Ce matin le retour du drapeau tricolore…

Le problème avec les symboles, c’est qu’on ne sait jamais vraiment, très exactement ce qu’ils symbolisent. Ça dépend, bien sûr du contexte mais là, dans ces moments si particuliers, chacun peut y mettre ce qu’il ressent. Ce peut être une affirmation cocardière, guerrière, revancharde… Une manifestation de la fierté française attaquée… le drapeau de Déroulède, une réaction d’orgueil national. Mais il peut aussi être tout autre chose, avec ses trois couleurs, qui ne sont plus les couleurs du Paris révolutionnaire (bleu et rouge, plus le blanc de la monarchie) mais le reflet du triptyque Liberté, Egalité, Fraternité… le drapeau de la Liberté guidant le peuple d’Eugene Delacroix, brandi par une femme, une Marianne dépoitraillée et entourée d’une jeunesse insoumise, sur une barricade, qui d’ailleurs devait se trouver quelque part dans ce Paris faugbourien de 1830, non loin de l’actuelle Place de la République.

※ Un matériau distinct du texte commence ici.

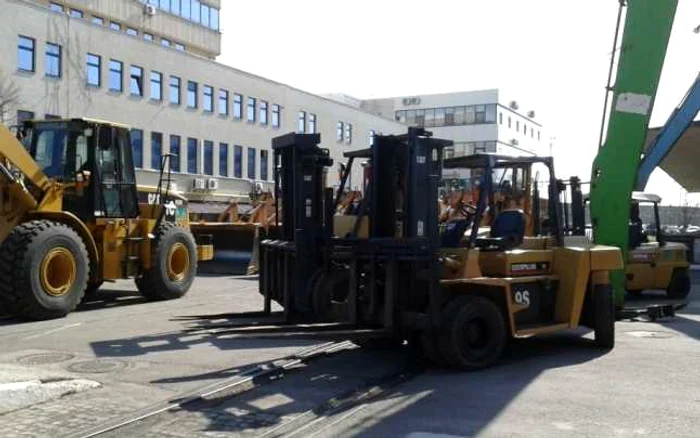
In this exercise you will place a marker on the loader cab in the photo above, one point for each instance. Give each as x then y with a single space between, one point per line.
499 199
93 159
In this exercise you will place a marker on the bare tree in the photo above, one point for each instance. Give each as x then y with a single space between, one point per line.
9 98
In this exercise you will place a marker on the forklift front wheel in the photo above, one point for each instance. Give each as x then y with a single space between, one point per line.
473 333
604 316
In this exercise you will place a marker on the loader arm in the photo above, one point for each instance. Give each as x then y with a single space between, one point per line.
15 199
647 30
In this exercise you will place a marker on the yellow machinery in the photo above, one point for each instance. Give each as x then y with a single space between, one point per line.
653 263
70 219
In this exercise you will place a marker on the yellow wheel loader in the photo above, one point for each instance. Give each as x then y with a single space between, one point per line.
70 219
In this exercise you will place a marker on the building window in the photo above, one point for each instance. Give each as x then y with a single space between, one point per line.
174 90
94 66
115 75
251 109
208 98
53 60
137 147
192 159
136 81
312 123
208 157
25 54
156 85
238 161
156 150
251 163
275 116
175 153
449 116
339 129
223 102
263 112
223 159
205 15
237 106
191 94
195 11
263 164
301 122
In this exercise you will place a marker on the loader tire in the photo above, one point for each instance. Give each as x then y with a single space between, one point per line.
603 316
44 269
473 333
679 286
173 265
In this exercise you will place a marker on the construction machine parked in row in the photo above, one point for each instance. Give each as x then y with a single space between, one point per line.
70 219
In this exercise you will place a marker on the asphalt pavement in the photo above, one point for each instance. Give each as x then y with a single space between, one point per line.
141 353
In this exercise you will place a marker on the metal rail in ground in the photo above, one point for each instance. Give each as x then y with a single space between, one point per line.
238 384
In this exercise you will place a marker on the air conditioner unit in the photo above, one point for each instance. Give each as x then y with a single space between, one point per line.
199 184
150 10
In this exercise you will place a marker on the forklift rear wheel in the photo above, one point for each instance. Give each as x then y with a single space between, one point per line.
679 286
44 267
473 333
174 265
604 316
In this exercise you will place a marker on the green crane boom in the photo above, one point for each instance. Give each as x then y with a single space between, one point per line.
647 30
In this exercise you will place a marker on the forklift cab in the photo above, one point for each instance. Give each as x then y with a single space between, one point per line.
491 201
94 160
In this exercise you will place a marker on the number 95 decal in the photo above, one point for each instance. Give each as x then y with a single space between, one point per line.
522 298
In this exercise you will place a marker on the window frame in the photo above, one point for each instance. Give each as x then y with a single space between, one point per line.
195 94
31 50
139 81
251 108
121 76
158 86
98 66
58 58
179 90
223 102
207 98
237 106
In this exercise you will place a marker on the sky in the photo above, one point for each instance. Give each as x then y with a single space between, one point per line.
549 55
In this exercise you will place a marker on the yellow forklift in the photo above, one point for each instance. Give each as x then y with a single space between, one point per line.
70 219
390 272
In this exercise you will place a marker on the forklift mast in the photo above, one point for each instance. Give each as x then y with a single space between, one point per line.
647 30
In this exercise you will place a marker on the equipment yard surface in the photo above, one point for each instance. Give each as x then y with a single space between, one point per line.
143 354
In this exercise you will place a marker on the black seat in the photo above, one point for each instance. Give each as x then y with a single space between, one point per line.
509 228
454 231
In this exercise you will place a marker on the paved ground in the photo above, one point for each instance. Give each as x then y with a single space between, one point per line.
559 386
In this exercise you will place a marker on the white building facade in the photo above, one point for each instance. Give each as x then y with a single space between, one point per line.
150 65
477 121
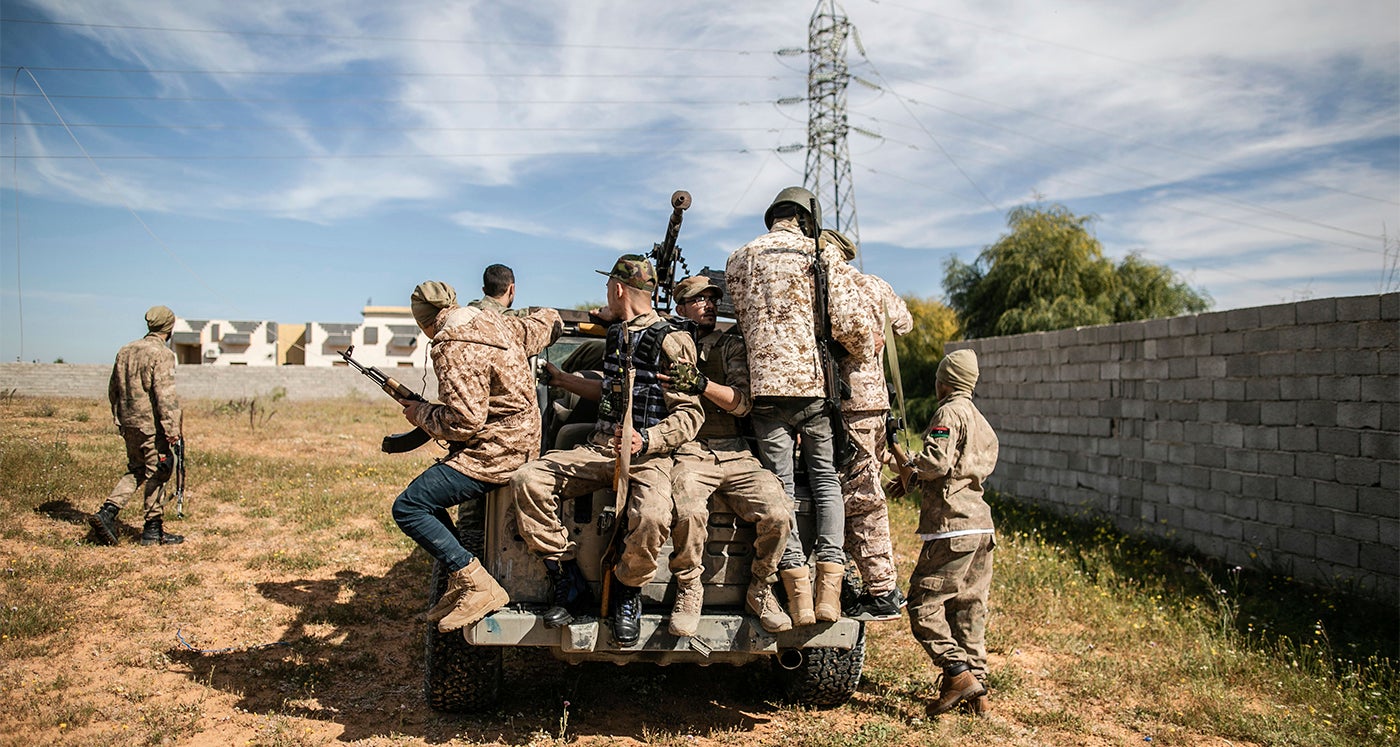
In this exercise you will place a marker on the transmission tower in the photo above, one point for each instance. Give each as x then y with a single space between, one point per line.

Ce drapeau, celui de la fête de la Fédération ou de la Libération de Paris, n’est pas celui de l’identité française mais (comme le disait Braudel) celui de l’identité de la France, nuance essentielle. Ce n’est pas le drapeau de ce que nous sommes par nature mais de ce que nous avons choisi d’être. Ce drapeau ne célèbre pas la nation contre les autres mais le pays qui a l’incroyable prétention de porter des valeurs universelles à l’opposé de l’obscurantisme. Si l’on considère le caractère du quartier et de la population visés le 13, c’est plutôt ce drapeau-là (celui de Delacroix et non pas celui de Déroulède) qui ressort des placards.

Drapeau qui est apparu dès le 14 novembre dans les rues de Paris.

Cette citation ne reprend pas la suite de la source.